| HN Mirror

There are at least two issues here.

First: eBPF code is JIT'd in the kernel; at runtime, it is simply native code running at CPL0 alongside the rest of the kernel. Running eBPF code working with pointers is... working with raw pointers. There's no interpretation layer to bounds check or otherwise provide safety.

But eBPF code is meant to be safe: you can get a handle to some kernel structure that's passed to you from trusted code, but you can't bounce from it to a random offset in kernel memory. The way eBPF does this is by verifying the CFG of your eBPF program before it's translated to amd64 or arm. eBPF programs are generally just C programs (the simplest and best way to write an eBPF program is just to write a C program and compile it with the right LLVM flags), and verifying C programs is a hard problem; eBPF gets around this by only accepting a subset of all possible programs (those where memory accesses are simple enough to prove safe, that don't jump anywhere outside of known narrow range of program text, and that don't have unbounded loops).

The tricky thing here is that the eBPF verifier is pretty complicated and lives only in the kernel. People have found bugs in it. If you find a good verifier bug, you can launder an untrusted pointer into your eBPF program (in the end, these bugs end up looking sort of like the browser Javascript RCEs that finagle a bad pointer out of some part of the browser API).

The biggest mitigating factor for these bugs is that Linux systems generally don't expose eBPF to any user other than root, so the upside to these kinds of bugs is limited (it gives you root->kernel, which is not nothing, but not the top of most people's priority list).

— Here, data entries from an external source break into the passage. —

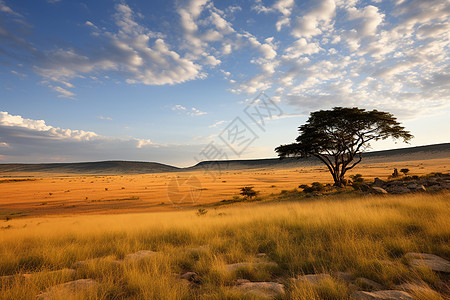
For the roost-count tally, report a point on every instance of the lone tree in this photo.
(339, 136)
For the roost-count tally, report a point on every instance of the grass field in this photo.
(42, 236)
(366, 235)
(46, 194)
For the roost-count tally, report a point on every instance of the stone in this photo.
(263, 290)
(421, 188)
(378, 190)
(412, 186)
(367, 283)
(411, 287)
(139, 255)
(345, 276)
(378, 182)
(314, 278)
(432, 261)
(398, 189)
(191, 277)
(83, 263)
(68, 288)
(381, 295)
(262, 256)
(69, 272)
(252, 265)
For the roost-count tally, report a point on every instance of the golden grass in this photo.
(335, 233)
(137, 193)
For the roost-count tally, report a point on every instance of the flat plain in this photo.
(71, 236)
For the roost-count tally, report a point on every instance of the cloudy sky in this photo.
(168, 81)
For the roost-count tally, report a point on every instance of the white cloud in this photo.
(190, 112)
(8, 120)
(140, 55)
(369, 19)
(63, 93)
(6, 9)
(217, 124)
(301, 47)
(28, 140)
(316, 20)
(104, 118)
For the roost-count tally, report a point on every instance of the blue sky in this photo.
(164, 80)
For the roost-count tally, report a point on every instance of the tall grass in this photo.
(365, 235)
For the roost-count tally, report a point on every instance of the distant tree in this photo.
(248, 192)
(404, 171)
(395, 173)
(339, 136)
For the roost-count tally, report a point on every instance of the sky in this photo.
(179, 82)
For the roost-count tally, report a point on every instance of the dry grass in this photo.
(336, 233)
(137, 193)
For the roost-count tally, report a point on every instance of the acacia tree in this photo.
(338, 137)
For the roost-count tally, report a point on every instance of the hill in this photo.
(436, 151)
(101, 167)
(137, 167)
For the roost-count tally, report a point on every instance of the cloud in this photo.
(63, 93)
(190, 112)
(15, 121)
(28, 140)
(217, 124)
(140, 55)
(104, 118)
(6, 9)
(318, 19)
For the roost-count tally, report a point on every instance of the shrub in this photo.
(201, 212)
(395, 173)
(357, 178)
(248, 192)
(404, 171)
(315, 187)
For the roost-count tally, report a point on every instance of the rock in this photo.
(345, 276)
(191, 277)
(252, 265)
(398, 189)
(412, 186)
(421, 188)
(434, 262)
(69, 272)
(411, 287)
(139, 255)
(381, 295)
(264, 290)
(68, 288)
(378, 190)
(378, 182)
(199, 248)
(83, 263)
(262, 256)
(314, 278)
(367, 283)
(434, 188)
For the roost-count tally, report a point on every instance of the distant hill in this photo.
(403, 154)
(101, 167)
(137, 167)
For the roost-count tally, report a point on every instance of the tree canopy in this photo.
(339, 136)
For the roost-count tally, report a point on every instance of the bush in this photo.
(357, 178)
(315, 187)
(248, 192)
(201, 212)
(395, 173)
(404, 171)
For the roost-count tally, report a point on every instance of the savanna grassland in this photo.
(362, 234)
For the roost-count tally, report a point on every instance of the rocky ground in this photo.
(410, 184)
(362, 288)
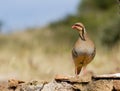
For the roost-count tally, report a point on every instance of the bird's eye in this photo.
(77, 25)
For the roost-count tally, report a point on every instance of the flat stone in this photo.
(106, 76)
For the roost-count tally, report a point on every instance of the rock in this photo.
(109, 82)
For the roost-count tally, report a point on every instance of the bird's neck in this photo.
(83, 35)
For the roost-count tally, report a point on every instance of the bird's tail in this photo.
(77, 70)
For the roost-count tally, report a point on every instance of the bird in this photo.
(83, 50)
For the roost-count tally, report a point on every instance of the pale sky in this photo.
(20, 14)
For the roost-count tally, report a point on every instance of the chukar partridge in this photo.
(84, 50)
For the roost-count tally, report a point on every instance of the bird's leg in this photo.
(84, 70)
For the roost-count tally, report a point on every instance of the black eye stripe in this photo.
(77, 25)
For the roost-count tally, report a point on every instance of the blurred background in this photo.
(36, 38)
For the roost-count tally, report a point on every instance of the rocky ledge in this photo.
(108, 82)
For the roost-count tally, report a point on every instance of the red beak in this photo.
(73, 27)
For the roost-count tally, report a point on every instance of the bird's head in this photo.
(81, 29)
(78, 26)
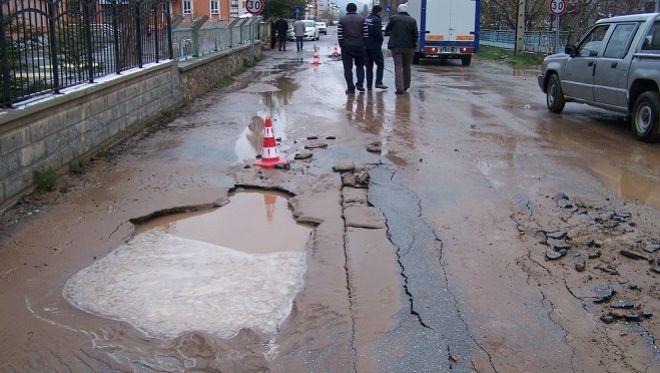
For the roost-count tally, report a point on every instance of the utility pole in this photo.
(520, 29)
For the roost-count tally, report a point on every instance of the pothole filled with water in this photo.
(238, 266)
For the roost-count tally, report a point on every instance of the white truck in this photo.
(447, 28)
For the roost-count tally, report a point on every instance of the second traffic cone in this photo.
(270, 157)
(316, 61)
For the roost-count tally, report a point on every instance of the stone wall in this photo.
(201, 74)
(84, 120)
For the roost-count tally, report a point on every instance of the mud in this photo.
(463, 186)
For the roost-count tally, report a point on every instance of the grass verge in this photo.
(506, 55)
(45, 179)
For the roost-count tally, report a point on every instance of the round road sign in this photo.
(557, 7)
(255, 6)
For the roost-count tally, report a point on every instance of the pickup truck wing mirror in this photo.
(570, 50)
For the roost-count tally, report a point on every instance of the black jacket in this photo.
(375, 31)
(403, 31)
(282, 26)
(351, 30)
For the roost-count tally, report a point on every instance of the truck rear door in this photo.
(448, 20)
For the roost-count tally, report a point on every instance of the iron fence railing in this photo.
(533, 41)
(47, 45)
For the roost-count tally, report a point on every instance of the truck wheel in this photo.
(645, 116)
(554, 96)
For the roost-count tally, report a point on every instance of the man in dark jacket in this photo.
(351, 32)
(374, 48)
(403, 33)
(282, 27)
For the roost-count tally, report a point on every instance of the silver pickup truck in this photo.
(616, 66)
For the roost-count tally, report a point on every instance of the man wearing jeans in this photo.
(299, 31)
(351, 33)
(403, 33)
(374, 48)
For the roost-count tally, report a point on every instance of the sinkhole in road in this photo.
(234, 267)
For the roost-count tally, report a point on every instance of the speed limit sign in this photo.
(255, 6)
(557, 7)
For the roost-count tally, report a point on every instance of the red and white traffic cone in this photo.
(316, 60)
(269, 155)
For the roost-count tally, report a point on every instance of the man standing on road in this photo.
(404, 33)
(282, 26)
(351, 33)
(374, 48)
(299, 30)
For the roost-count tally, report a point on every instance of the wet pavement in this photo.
(170, 252)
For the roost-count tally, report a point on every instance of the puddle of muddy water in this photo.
(220, 271)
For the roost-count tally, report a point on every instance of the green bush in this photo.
(45, 179)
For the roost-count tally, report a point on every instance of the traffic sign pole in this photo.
(557, 8)
(557, 35)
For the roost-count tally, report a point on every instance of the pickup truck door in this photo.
(578, 81)
(611, 73)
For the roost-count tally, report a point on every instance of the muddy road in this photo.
(460, 226)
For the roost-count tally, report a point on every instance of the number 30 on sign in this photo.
(255, 6)
(557, 7)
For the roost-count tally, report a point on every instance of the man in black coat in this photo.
(282, 27)
(374, 48)
(351, 32)
(404, 34)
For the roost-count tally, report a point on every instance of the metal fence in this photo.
(533, 41)
(191, 42)
(48, 45)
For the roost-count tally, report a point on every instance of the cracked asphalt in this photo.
(435, 263)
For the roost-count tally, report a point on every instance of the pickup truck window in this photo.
(652, 40)
(618, 43)
(593, 42)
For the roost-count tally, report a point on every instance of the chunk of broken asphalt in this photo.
(551, 254)
(622, 303)
(651, 248)
(303, 154)
(316, 145)
(603, 293)
(375, 147)
(343, 167)
(558, 234)
(633, 255)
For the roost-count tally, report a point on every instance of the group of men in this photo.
(281, 28)
(361, 41)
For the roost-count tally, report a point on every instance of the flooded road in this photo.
(425, 249)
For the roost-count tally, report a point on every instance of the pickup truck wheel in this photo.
(645, 116)
(554, 95)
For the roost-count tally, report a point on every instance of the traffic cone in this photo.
(269, 202)
(316, 61)
(269, 155)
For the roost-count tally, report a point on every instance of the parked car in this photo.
(323, 29)
(615, 66)
(311, 31)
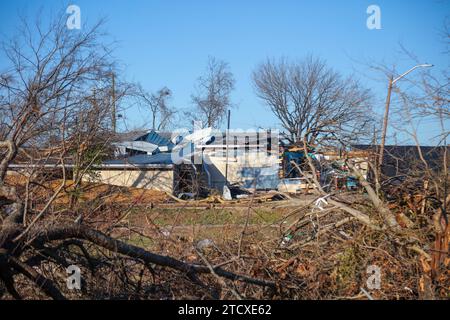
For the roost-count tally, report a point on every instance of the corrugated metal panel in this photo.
(143, 159)
(154, 138)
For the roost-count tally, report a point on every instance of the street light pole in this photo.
(392, 81)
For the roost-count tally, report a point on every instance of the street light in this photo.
(386, 111)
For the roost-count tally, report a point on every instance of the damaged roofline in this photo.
(102, 166)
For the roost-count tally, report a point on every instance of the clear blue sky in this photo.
(166, 43)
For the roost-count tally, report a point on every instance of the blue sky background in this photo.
(167, 43)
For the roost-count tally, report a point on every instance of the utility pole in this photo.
(385, 122)
(227, 139)
(113, 96)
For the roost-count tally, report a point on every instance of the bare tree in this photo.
(309, 98)
(212, 98)
(54, 109)
(158, 104)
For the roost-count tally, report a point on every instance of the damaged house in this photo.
(193, 162)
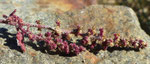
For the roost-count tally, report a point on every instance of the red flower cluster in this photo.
(68, 42)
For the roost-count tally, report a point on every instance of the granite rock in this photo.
(114, 19)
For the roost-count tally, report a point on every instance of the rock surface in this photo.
(114, 19)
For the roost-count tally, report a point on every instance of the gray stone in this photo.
(114, 19)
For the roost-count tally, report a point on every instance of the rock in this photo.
(114, 19)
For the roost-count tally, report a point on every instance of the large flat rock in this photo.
(114, 19)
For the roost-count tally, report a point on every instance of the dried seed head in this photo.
(58, 23)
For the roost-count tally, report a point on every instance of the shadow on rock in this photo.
(11, 41)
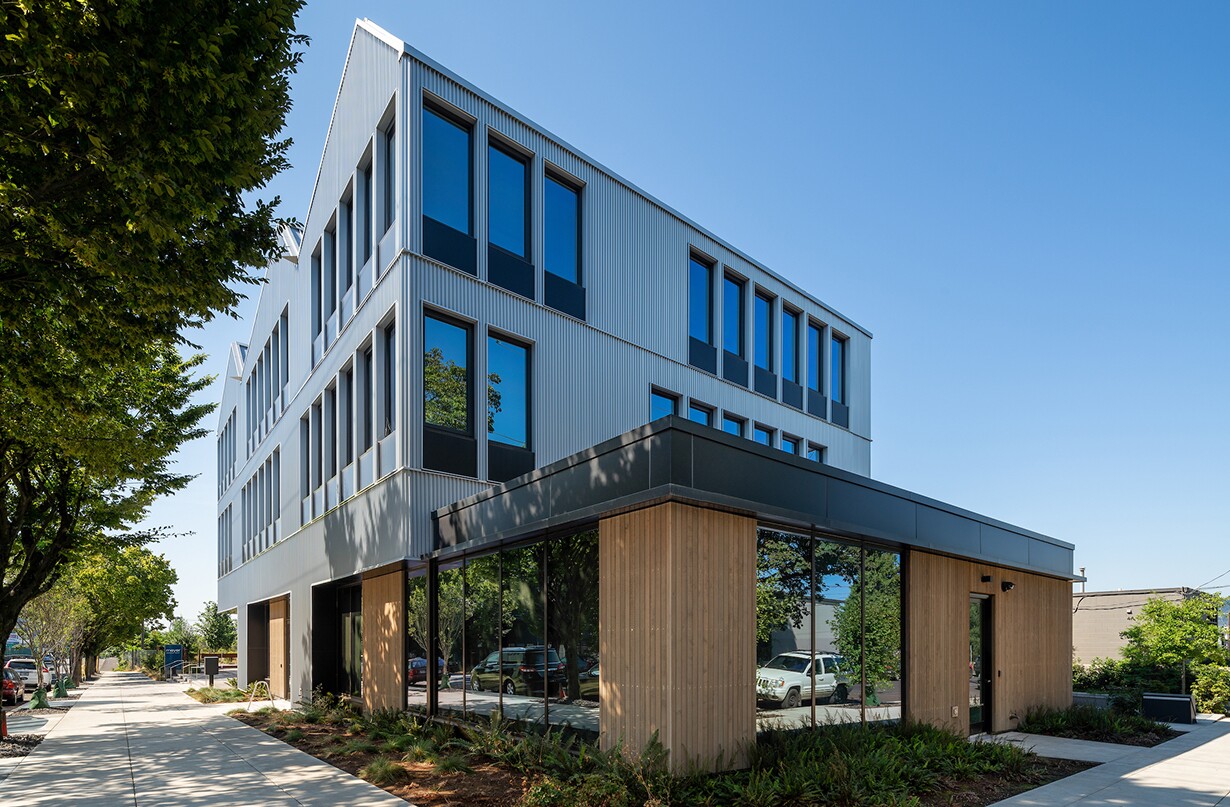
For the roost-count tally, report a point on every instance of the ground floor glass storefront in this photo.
(828, 631)
(517, 631)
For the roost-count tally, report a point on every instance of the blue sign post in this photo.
(172, 659)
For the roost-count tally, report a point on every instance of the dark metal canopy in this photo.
(674, 459)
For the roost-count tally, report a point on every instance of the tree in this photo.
(217, 630)
(1181, 634)
(133, 133)
(128, 589)
(868, 624)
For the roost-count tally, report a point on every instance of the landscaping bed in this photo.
(1099, 725)
(490, 764)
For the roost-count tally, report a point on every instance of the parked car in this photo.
(787, 680)
(32, 673)
(417, 672)
(524, 672)
(14, 688)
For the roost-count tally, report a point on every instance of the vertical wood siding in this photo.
(677, 634)
(1031, 641)
(384, 641)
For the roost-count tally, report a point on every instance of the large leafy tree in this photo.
(1169, 634)
(134, 134)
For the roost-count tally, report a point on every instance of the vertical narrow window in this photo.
(445, 171)
(447, 375)
(330, 290)
(315, 293)
(562, 219)
(700, 300)
(732, 316)
(390, 176)
(390, 380)
(346, 225)
(837, 365)
(814, 356)
(790, 346)
(508, 393)
(763, 331)
(331, 434)
(700, 413)
(348, 418)
(368, 197)
(365, 413)
(662, 404)
(507, 202)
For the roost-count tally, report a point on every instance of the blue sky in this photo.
(1028, 204)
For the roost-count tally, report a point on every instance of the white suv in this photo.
(31, 672)
(787, 679)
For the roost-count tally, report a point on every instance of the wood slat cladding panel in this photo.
(677, 632)
(1031, 641)
(279, 647)
(384, 641)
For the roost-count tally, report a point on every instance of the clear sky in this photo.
(1028, 204)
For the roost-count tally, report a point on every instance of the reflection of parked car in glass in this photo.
(14, 688)
(417, 672)
(522, 673)
(589, 683)
(787, 679)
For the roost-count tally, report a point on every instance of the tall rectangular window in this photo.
(368, 201)
(562, 214)
(365, 412)
(814, 356)
(763, 330)
(662, 404)
(447, 402)
(445, 171)
(508, 391)
(315, 292)
(346, 217)
(330, 290)
(837, 365)
(508, 202)
(700, 300)
(347, 402)
(790, 346)
(390, 380)
(390, 176)
(732, 316)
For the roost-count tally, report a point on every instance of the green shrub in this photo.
(384, 771)
(1212, 689)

The other big issue is that eBPF is a huge source of in-kernel flexibility about runnable code. Modern exploit mitigations are in large part about making sure that instructions running at CPL0 are all known, so that if you manage to corrupt allocator metadata or write an arbitrary 8 byte value at an arbitrary 8 byte offset you can't easily turn that into remote code execution. But, of course, eBPF is an in-kernel JIT; it's there to run essentially random code inside the kernel. eBPF code is normally constrained, but if you have a kernel memory corruption bug, you can aim it at the eBPF subsystem and violate the kernel's assumptions.